Just before Marx and his co-author Friedrich Engels published their Manifesto in 1848, debate raged in Britain over the “Corn Laws.” These were tariffs and other trade restrictions on imported food enforced between 1815 and 1846. Large land-owners wanted the tariffs kept high to keep out competition. Industrialists wanted them lowered because cheaper food meant they could pay workers less. (The industrialists won.) In a speech in Brussels in January 1848, Marx said protectionism was conservative and free trade was destructive. But he also saw that free trade in that context “hastens the social revolution” and thus merited his support. 

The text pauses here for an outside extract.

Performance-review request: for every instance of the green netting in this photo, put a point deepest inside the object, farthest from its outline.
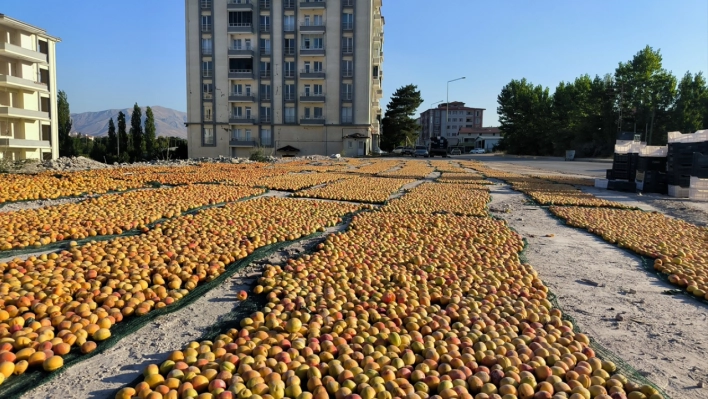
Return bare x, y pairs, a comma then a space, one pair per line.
64, 244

I like to say that I have been fighting free trade since 1848. But truth is the first time I wrote about the free trade debate was in 1986 (above).

My issue wasn’t so much having about rules for international trade—and we always press for protection for labour, the environment and human rights—as it was the protections that were built into the trade agreements for corporations (always referred to as “investors”). Under those waves of free trade deals, governments were blocked from protecting public health or the environment. Corporations would bring their complaints to an “investor-state” dispute resolution tribunal. Most times, the tribunals would rule in favour of the corporation and the state would be on the hook for the corporation’s imagined future earnings. Or they would succumb to the threat of the suit, as Panama is doing now in the face of a $20-billion suit.

Now that Trump has thrown away the rule book, it may seem that people like me are suddenly defending free trade. I think we’re defending the idea of at least having rules. Even as we fight specific battles (I think of the lawsuit brought by Canadian mining companies against El Salvador), we learned to live with economic integration: even after the havoc caused in Canada to industrial jobs and farmers after the 1989 FTA with the United States; even after U.S. abandonment of its industrial workers; and even after two million Mexican farmers were forced from their land and into the cities and across the border after NAFTA in 1994. 

But let’s not lose sight of longer-term objectives. In the face of this crisis in capitalism, what are the opportunities? The “social revolution” envisioned by Marx may be distant, but in these last 40 years, social movements have never ceased to uphold human rights broadly understood: economic, social, cultural and environmental. 

Manuel Pérez Rocha works now with the Institute for Policy Studies and writes an occasional column for La Jornada. (In the late 90s, we both worked with the Mexican Action Network on Free Trade, RMALC). Recently, he pointed to a long list of actions taken together by Mexican, Canadian and U.S. organizations. He continued: 

“Under Trump, we suffer from a savage neoliberalism that evades treaties, written rules, and multilateral organizations. He sees no friends and only enemies. The only laws are those of the strongest and ‘I’m in charge.’ Mexico must respond by demanding a thorough review of the USMCA [called CUSMA in Canada and T-MEC in Mexico], chapter by chapter, since its purpose and content are largely the same as those of NAFTA: to make Mexico an export platform to take advantage of cheap labour. Together with Canada, we must promote this review by generating spaces and resources for democratic participation, not only for business leaders but also for grassroots organizations in all three countries.”

Meanwhile, Charlie Angus continues his resistance campaign. (In the current federal election, he is not running again.) On April 14, he reminded his Substack readers of Rules for Radicals by Saul Alinsky.

Angus points to what Alinsky would say about our collective sense of loss over what is happening in the world today:

“Do one of three things. One, go and find a wailing wall and feel sorry for yourselves. Two, go psycho and start bombing – but this will only swing people to the right. Three, learn a lesson. Go home, organize, build power.”

* Karl Marx and Friedrich Engels (1848), The Communist Manifesto in Essential Works of Marxism (18th ed., 1979), New York: Bantam, p.15.